OPINION | Student government gets it right with new shuttle tracking system

Photo by Maria Porter

I know just enough about buses to know that they do not operate on a schedule but by Murphy’s Law: If something can go wrong, it will.

In the dark days of early high school, my bus driver showed up 20 minutes late every single day except for the one time I wasn’t outside waiting in the frigid wind.

Recently,  Student Government Association demonstrated that not only do they understand that frustration,
but they’re willing to do something about it.

Students can now track the SGA shuttles.

The shuttles are tagged with GPS devices so students can check on their location.

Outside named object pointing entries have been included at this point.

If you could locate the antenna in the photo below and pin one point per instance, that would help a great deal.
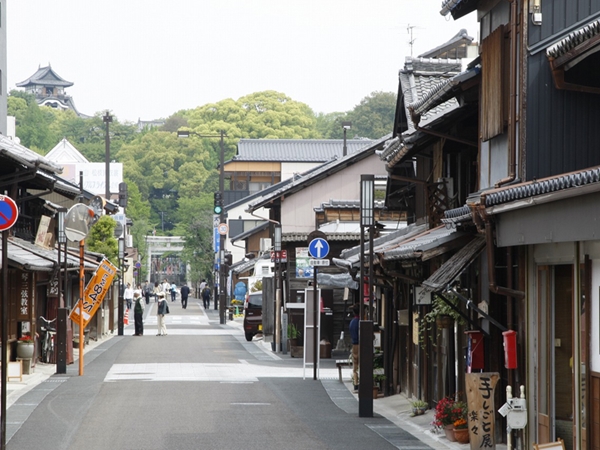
(412, 40)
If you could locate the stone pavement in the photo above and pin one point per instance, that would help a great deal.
(395, 408)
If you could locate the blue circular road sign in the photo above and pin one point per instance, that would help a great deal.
(8, 212)
(318, 248)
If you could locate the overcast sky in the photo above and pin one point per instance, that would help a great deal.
(148, 59)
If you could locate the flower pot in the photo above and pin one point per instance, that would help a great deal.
(444, 321)
(25, 350)
(461, 435)
(449, 432)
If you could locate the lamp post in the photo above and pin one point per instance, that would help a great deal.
(365, 358)
(107, 119)
(346, 126)
(120, 312)
(220, 211)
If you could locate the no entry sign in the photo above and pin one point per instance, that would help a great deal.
(8, 212)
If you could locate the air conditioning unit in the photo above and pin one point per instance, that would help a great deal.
(265, 244)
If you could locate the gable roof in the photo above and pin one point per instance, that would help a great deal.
(65, 153)
(317, 174)
(296, 150)
(45, 76)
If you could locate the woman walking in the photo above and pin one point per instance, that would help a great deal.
(161, 310)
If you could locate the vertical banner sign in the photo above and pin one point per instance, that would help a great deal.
(25, 296)
(480, 398)
(52, 290)
(94, 293)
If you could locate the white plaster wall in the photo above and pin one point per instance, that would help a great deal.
(297, 213)
(237, 213)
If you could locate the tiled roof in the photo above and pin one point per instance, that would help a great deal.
(317, 174)
(419, 77)
(442, 92)
(574, 39)
(296, 150)
(28, 256)
(530, 193)
(45, 76)
(459, 40)
(21, 154)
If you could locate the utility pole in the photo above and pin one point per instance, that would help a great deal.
(107, 119)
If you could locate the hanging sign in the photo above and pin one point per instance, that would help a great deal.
(94, 293)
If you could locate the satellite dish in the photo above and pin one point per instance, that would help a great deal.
(77, 222)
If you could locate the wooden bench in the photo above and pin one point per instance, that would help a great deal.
(339, 363)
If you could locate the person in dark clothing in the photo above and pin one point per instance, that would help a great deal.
(354, 325)
(138, 313)
(206, 297)
(185, 292)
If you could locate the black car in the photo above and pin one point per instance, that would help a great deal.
(253, 315)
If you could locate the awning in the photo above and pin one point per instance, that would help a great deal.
(243, 266)
(28, 256)
(452, 268)
(246, 234)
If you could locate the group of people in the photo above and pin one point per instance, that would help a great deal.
(160, 291)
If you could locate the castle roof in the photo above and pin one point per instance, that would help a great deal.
(45, 76)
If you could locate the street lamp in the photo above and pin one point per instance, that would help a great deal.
(365, 358)
(221, 212)
(346, 126)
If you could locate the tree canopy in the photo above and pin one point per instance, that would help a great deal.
(171, 180)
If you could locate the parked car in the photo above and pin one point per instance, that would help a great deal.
(253, 315)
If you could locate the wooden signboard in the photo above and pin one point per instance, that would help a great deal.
(480, 398)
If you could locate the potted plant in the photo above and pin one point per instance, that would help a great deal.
(419, 407)
(447, 411)
(442, 315)
(25, 347)
(461, 432)
(293, 334)
(295, 341)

That hopefully means no more teary-eyed drunken sprints down Broad Ripple Avenue.

With a smartphone, the link, and enough presence of mind, any student can track the shuttle’s progress.

The Collegian this week reported on a smartphone application in development, according to SGA Vice President of Operations Kelsa Reynolds.

The most important part of this, though, is not that SGA rigged this up, or that students won’t be stranded off campus.

Instead, it’s a victory for student government.

The Collegian ran a story on Sept. 20, “Shuttle service leaves AV residents feeling left behind,” detailing one such episode. Students living in the Apartment Village expressed concerns about whether the bus made all of its stops.

Honestly, though, it may be a bit bold to hold SGA accountable for that.

In fact, it’s pretty arrogant to accuse even the driver of anything.

Buses are going to run a bit late, a bit early, a bit slow, a bit fast.

The driver is going to wait for someone at the previous stop or cut the next one short by 30 seconds to make it home in time.

In other words, no matter what the drivers, students or SGA do, the buses will not run perfectly.

And in all honesty, a missed stop here or there probably won’t kill anyone.

On the other hand, when everything runs smoothly, no one notices.

Frustrated students brought their concerns to the attention of the right people, and SGA is offering a solution.

The system works, or at least it can—if you direct your complaints at the right people.

The GPS system is on a free trial period that’s probably going to involve student feedback which Bulldogs should take them up on.

Be an advocate for your causes, political or personal.

Be critical of the system, absolutely.

But at least try to lean on it first.

You can’t complain about ineffective government if you don’t try to work it first.